You should expect to see the first signs of this process begin to emerge and lead to disturbingly high levels of hospitalizations in Israel and Denmark in the weeks ahead. Denmark will be first and then followed by Israel, as Israel has again decided to kick the can down the hall by giving people a fourth injection with the exact same vaccine, based on an extinct old variant.
Vaccinating elderly with a fourth dose temporarily works (with the cost of the usual risk of severe side-effects), but it merely sets you up for a worse situation, as you give the virus some time to further adjust to its vaccinated host, before jumping into the elderly. BA.2 is more severe than BA.1 and skipping out on BA.1 with a fourth shot merely sets you up to get BA.2 instead of BA.1.
As it takes longer for the elderly to get BA.2, their chances just increase that the BA.2 that ends up infecting them is a tweaked version capable of evading more antibodies. Ask yourself this: Is Omicron looking as mild to you as it did in December, when I warned you it probably wasn’t going to be mild? Catching it later just sets people up for a nastier version.

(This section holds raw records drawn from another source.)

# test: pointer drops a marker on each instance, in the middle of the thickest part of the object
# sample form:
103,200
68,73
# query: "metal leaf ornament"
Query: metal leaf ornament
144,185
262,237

Worse, the breadth of the immune response declines with every booster, so it degrades the quality of the immune response, which is masked by the temporary increase in quantity. In other words, if you got off the booster train after the third shot and faced a 2% risk of death upon infection, you might for example face a 3% risk of death upon infection if you decided to get off the booster train after the fourth.
I’ll ask you this question: With the rise of Omicron it became apparent that Moderna and Pfizer would have to give people new specific booster doses. Why then, has Moderna’s stock price dropped by half since the emergence of Omicron? It seems to me, that the stock market is beginning to fear the potential risk of legal liability for these companies. If you committed fraud, the contracts you pushed on everyone rendering you immune from liability no longer apply. It’s not just interest rates or the usual shenanigans, as Moderna is clearly worse affected than Pfizer. The stock market is beginning to signal that these companies did something wrong.